OpenAI launched three new real-time voice models in the API: GPT-Realtime-2 (first voice model with GPT-5-class reasoning), GPT-Realtime-Translate (live translation across 70+ languages), and GPT-Realtime-Whisper (streaming speech-to-text). These models separate reasoning, translation, and transcription into specialized components, enabling developers to build more natural voice agents.
What Makes GPT-Realtime-2 Different From Previous Voice Models?
GPT-Realtime-2 is OpenAI’s first voice model with GPT-5-class reasoning capabilities. It can handle multi-step instructions, call tools, handle interruptions, and maintain natural conversational flow without the cognitive lag typical of voice-to-text-to-voice pipelines. A 128K-token context window supports longer, more coherent sessions.
How Does the New Voice Architecture Work?
Instead of routing every interaction through one massive model, developers can now route specific tasks to specialized models:
- GPT-Realtime-2 for conversational reasoning and complex task orchestration
- GPT-Realtime-Translate for live multilingual translation (70+ input languages, 13 output languages)
- GPT-Realtime-Whisper for low-latency streaming transcription
What Are the Pricing and Availability Details?
GPT-Realtime-2 is priced at $32 per 1M audio input tokens and $64 per 1M audio output tokens. GPT-Realtime-Translate costs $0.034 per minute. GPT-Realtime-Whisper costs $0.017 per minute. All models are available in the Realtime API.
Key Takeaways
- GPT-Realtime-2: first voice model with GPT-5-class reasoning
- GPT-Realtime-Translate: live translation across 70+ input and 13 output languages
- GPT-Realtime-Whisper: streaming transcription at $0.017/minute
- 128K token context window for longer sessions
- Modular architecture lets developers route tasks to specialized models
- Available now in the Realtime API
Frequently Asked Questions
Can GPT-Realtime-2 handle interruptions? Yes. The model is designed to handle corrections, interruptions, and context switches naturally, keeping the conversation moving while reasoning through requests.

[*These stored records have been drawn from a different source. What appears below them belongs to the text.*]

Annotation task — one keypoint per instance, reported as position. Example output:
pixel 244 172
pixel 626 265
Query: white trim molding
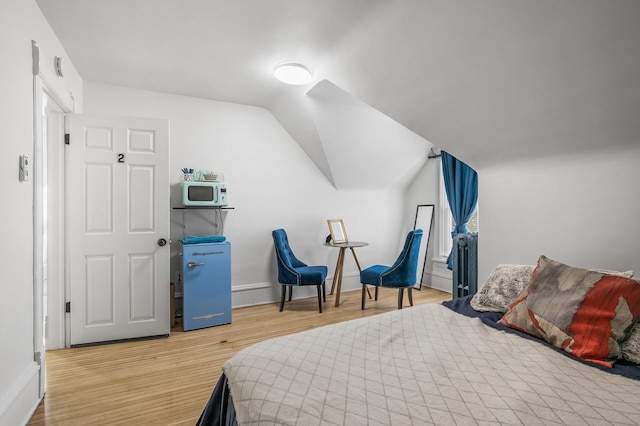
pixel 21 399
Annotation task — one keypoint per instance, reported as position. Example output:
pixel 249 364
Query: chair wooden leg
pixel 282 296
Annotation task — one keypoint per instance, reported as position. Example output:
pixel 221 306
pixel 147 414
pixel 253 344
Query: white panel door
pixel 118 227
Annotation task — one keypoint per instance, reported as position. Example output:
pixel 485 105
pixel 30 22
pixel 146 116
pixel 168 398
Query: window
pixel 446 222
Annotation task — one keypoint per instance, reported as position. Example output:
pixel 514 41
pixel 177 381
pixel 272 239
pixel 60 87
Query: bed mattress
pixel 423 365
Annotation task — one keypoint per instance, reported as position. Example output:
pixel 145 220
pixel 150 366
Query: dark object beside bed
pixel 220 411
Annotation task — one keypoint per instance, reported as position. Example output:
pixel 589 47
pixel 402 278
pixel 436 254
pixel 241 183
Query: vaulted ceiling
pixel 487 80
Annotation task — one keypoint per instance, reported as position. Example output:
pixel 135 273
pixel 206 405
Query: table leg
pixel 341 265
pixel 337 271
pixel 353 252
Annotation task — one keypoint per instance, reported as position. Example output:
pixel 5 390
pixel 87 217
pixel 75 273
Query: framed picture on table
pixel 338 233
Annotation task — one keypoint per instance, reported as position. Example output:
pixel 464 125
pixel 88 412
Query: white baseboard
pixel 269 292
pixel 20 400
pixel 438 280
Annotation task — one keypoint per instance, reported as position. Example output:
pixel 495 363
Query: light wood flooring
pixel 168 381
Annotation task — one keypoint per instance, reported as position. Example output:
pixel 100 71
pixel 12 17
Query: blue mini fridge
pixel 206 285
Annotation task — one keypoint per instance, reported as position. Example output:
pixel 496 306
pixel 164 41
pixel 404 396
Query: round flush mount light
pixel 292 73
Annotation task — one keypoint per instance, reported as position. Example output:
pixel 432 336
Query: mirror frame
pixel 338 233
pixel 424 221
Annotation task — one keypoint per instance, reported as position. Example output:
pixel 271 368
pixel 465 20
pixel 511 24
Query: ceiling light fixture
pixel 292 73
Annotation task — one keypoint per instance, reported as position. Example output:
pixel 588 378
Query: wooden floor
pixel 169 381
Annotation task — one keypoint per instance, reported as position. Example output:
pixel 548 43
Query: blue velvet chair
pixel 292 272
pixel 400 275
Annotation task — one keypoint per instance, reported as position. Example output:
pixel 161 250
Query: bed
pixel 429 364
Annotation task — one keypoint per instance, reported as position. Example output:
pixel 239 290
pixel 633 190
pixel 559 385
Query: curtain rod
pixel 433 154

Which languages does GPT-Realtime-Translate support? It supports more than 70 input languages and 13 output languages, useful for customer support, cross-border sales, education, events, and global platforms.
How does pricing compare to previous models? The new pricing reflects the specialized nature of each model. GPT-Realtime-2 is priced for premium conversational reasoning, while Whisper offers low-cost streaming transcription.